The logbook results from Llama 3.1 405B were coded as Model “B”. NotebookLM results coded Model “C”; Gemini 1.5 Advanced Ultra results coded Model “D”; Claude 3.5 Sonnet results belong to Model “E”; ChatGPT o1-Pro results fall under Model “F”; ChatGPT o1 results coded Model “G”; GrokV2 were coded as Model “H”; DeepSeekV3 coded as Model “K” and finally, Gemini 2.0 Advanced coded as Model “M”.

Phase 2 Reference A’s prompt was introduced in a separate A.I. model named Perplexity Pro to independently develop this Reference A themes and sub-themes [34]. Indeed, using structured prompts (Supplementary material 11) that synthesise information from the published peer-reviewed text and framework previously included in the Bennis et al. 2017 article and presented in Supplementary material 12. Four iterations of the same prompt were made using the Perplexity model to cover the targeted results shared between the four successive prompts generated, as shown in [35]. This approach aims to ensure consistency with previously established knowledge while leveraging A.I.‘s potential for systematic thematic synthesis and organisation.

Phase 3: comparative analysis of the sub-themes accuracy of the synthesis by models B, C, D, E, F, G, H, K and M supported by A.I. Compared to reference A

Phase 3A allowed the comparison of the 24 sub-themes of reference A to each of Models B, C, D, E, F, G, H, K and M. Indeed, the results of phases 2‐1 and 2‐2, based on the initial file containing all the students’ responses, enabled each model to generate four thematic analyses noticed 1st, 2nd, 3rd, and 4th.

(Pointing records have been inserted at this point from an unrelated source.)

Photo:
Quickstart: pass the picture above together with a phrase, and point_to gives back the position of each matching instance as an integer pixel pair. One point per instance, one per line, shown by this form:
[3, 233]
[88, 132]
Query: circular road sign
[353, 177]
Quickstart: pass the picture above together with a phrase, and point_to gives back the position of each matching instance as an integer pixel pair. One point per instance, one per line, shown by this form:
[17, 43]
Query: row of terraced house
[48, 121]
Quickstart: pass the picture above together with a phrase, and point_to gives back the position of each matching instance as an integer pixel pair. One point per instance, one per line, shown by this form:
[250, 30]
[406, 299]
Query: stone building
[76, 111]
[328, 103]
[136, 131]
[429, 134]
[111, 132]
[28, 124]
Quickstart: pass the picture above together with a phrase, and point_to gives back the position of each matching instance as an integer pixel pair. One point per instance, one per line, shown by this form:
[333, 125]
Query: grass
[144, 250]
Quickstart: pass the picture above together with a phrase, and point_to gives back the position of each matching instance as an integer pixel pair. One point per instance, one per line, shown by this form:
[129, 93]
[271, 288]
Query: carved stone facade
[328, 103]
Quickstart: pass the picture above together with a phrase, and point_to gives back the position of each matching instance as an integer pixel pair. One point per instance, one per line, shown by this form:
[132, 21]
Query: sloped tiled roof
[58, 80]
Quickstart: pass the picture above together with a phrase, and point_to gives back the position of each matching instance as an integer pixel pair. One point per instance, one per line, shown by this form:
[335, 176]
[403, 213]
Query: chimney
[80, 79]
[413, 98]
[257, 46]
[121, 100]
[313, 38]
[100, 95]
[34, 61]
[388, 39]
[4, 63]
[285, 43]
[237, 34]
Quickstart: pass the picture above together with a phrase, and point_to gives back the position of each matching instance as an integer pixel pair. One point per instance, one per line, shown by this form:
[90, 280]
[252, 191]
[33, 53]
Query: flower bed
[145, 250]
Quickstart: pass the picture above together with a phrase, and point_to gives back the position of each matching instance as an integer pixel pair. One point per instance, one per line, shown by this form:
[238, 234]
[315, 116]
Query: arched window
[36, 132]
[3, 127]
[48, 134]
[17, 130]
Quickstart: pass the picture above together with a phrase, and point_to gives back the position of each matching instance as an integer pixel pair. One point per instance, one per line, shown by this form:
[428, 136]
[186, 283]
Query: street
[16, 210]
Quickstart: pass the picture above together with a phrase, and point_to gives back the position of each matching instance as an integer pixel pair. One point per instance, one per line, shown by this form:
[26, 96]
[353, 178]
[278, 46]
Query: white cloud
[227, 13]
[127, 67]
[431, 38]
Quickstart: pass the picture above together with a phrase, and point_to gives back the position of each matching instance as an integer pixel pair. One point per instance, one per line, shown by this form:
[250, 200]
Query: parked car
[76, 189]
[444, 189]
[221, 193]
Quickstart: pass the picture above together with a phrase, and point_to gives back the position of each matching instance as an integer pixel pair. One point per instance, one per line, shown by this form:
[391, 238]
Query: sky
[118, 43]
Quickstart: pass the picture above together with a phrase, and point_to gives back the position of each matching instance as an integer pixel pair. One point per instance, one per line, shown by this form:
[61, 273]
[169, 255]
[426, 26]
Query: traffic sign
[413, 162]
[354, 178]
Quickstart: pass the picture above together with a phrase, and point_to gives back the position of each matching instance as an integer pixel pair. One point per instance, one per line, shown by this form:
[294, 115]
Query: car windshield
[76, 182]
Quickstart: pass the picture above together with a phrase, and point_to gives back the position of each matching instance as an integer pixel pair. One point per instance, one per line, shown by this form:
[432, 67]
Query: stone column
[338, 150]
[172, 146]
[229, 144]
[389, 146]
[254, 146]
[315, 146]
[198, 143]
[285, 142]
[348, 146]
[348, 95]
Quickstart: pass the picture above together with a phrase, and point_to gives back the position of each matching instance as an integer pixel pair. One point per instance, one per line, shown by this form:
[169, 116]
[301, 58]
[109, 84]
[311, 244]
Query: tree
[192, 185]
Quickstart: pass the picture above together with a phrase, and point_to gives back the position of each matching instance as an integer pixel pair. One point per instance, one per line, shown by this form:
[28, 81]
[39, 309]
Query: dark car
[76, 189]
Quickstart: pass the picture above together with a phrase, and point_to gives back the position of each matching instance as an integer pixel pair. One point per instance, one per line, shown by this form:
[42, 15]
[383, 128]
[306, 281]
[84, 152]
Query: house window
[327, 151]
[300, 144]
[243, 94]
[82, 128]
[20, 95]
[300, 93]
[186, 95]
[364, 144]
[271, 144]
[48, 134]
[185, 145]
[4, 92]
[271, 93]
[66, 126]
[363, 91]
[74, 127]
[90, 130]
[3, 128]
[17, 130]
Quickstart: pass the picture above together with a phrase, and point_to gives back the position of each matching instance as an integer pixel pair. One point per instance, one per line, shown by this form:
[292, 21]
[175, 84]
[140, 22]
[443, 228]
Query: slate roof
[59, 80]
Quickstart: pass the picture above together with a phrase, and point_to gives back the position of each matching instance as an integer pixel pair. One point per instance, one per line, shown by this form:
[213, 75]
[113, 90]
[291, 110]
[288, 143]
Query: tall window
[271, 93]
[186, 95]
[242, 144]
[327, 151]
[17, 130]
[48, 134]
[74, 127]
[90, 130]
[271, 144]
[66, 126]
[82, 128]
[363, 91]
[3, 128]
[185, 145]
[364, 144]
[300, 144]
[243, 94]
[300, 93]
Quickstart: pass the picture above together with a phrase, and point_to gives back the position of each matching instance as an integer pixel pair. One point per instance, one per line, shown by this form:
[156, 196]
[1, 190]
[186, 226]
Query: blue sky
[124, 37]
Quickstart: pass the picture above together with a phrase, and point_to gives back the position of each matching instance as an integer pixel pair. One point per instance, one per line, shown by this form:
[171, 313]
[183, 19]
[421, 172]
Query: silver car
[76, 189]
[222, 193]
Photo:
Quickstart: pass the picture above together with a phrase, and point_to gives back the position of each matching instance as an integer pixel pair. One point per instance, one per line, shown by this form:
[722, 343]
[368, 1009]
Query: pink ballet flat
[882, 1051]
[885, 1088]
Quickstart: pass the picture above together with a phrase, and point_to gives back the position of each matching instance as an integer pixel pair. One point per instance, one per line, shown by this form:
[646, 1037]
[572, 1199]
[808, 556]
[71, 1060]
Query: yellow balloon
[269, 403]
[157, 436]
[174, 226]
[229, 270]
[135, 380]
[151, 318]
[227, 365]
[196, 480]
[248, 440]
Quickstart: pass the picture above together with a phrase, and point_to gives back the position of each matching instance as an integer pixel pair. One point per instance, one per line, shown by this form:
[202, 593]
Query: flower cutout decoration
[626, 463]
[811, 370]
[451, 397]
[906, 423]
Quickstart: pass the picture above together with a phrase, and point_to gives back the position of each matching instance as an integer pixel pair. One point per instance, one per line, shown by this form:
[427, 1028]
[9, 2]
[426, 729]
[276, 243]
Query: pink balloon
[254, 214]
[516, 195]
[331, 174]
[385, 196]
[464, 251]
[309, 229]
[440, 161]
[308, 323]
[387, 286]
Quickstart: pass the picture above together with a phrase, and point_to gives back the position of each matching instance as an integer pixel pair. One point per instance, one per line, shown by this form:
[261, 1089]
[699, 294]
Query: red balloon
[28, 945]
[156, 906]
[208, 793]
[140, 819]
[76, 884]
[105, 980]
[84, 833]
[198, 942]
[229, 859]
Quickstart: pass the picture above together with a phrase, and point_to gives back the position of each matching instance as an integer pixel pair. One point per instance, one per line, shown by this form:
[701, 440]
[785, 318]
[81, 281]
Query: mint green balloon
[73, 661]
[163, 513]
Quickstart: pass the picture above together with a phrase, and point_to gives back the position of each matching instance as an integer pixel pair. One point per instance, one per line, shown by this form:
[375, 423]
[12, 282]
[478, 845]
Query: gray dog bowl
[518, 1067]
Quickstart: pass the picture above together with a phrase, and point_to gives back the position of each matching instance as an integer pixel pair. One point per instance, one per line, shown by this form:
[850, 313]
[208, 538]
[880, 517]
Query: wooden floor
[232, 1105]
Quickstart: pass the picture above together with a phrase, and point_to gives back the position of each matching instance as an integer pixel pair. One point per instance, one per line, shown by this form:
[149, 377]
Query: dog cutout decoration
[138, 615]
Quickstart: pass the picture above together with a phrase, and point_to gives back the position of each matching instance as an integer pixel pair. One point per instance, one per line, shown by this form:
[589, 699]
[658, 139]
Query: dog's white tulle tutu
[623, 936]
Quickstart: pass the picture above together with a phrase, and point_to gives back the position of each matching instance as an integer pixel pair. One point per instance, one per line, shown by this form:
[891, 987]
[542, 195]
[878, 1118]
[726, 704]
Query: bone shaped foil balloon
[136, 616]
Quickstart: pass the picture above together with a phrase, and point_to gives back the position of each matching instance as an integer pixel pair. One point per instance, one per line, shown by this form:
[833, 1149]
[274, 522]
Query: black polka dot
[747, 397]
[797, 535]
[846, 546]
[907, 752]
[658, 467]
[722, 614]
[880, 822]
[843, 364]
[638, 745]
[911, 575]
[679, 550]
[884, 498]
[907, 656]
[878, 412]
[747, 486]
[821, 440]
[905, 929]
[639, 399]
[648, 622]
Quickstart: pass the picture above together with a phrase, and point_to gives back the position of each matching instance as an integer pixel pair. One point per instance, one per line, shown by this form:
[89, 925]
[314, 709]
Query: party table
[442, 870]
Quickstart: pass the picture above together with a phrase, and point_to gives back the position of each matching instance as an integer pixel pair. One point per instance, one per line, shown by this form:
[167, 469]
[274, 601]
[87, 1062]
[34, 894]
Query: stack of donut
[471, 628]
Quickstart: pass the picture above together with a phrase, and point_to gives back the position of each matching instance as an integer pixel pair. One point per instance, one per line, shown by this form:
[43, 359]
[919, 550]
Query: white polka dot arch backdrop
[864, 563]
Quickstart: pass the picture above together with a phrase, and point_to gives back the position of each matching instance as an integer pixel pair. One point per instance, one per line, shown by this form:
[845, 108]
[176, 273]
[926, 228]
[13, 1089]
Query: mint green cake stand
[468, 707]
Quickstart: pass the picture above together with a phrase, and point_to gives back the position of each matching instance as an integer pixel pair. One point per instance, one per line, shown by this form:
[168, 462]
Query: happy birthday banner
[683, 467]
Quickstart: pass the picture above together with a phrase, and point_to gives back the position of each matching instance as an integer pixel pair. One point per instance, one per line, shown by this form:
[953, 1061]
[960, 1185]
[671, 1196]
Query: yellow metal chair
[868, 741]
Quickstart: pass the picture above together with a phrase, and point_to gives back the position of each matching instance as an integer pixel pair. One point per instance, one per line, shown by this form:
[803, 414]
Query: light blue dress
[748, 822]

A response matrix (Supplementary material 13) included the 24 sub-themes of reference A and for each column as a variable, the sub-themes 1st, 2nd, 3rd, and 4th of each model, in addition to the three following combination 1st + 2nd, 3rd + 4th and 1st + 2nd + 3rd + 4th. Apart from this, each of the four models’ thematic analysis and their combinations were compared to the 24 sub-themes of reference A using a P/A matrix defining each sub-theme as either ‘Present’ or ‘Absent’. The comparison was made possible by employing the NotebookLM model. This model involved uploading at the same time all four PDF files (1st, 2nd, 3rd, and 4th) of each of the nine A.I. models as resources, with the adapted Canvas comparison with Reference A (Supplementary material 14).

Then, a prompt for Phase 3A (see Supplementary material 15) was applied systematically for each specific model. By introducing the “X” letter, there was no need to replace manually for each prompt the specific model letter B, C, D, E, F, G, H, K, and M. (as shown in the video demonstration) [36]. It should be noted that using NotebookLM was motivated by being the only model that could accept more than 50 resources as attachments for the same project, which helped the reproducibility of the results by rerunning the same repetitive prompts. Moreover, the possibility of selecting precise resources each time was perfect for avoiding any unintended learning that could influence the generation of specific model results.

Then, phase 3B, calculated the accuracy of the sub-themes identified using the Models supported by A.I. compared to the reference results (A) with the application of Jaccard’s index.

Indeed, Jaccard’s index is defined as the ratio between the intersection and union of the sets of reference sub-themes concerning the sub-themes of each of the models used by applying the following formula: J (A, X) =∣A∩X∣ / ∣A∪X∣.

The Jaccard index is a widely used statistical measure for assessing similarity between sets, particularly in information retrieval and text mining [37]. This index calculates the intersection ratio to the union of two sets, yielding a value between 0 (no similarity) and 1 (perfect similarity). Its scope covers the most superficial keyword comparison to the more complex levels of entire documents, especially concerning document clustering and text mining. It has simple computations and excellent results in comparison of various text similarities in many fields of analysis and retrieval of information [38, 39]. In phase 3B, the Jaccard index was calculated in this current study based on the Excel file collected Supplementary material 16, helping to use the algorithmic code shared in Python version 3.13.0, as notified in Supplementary material 17.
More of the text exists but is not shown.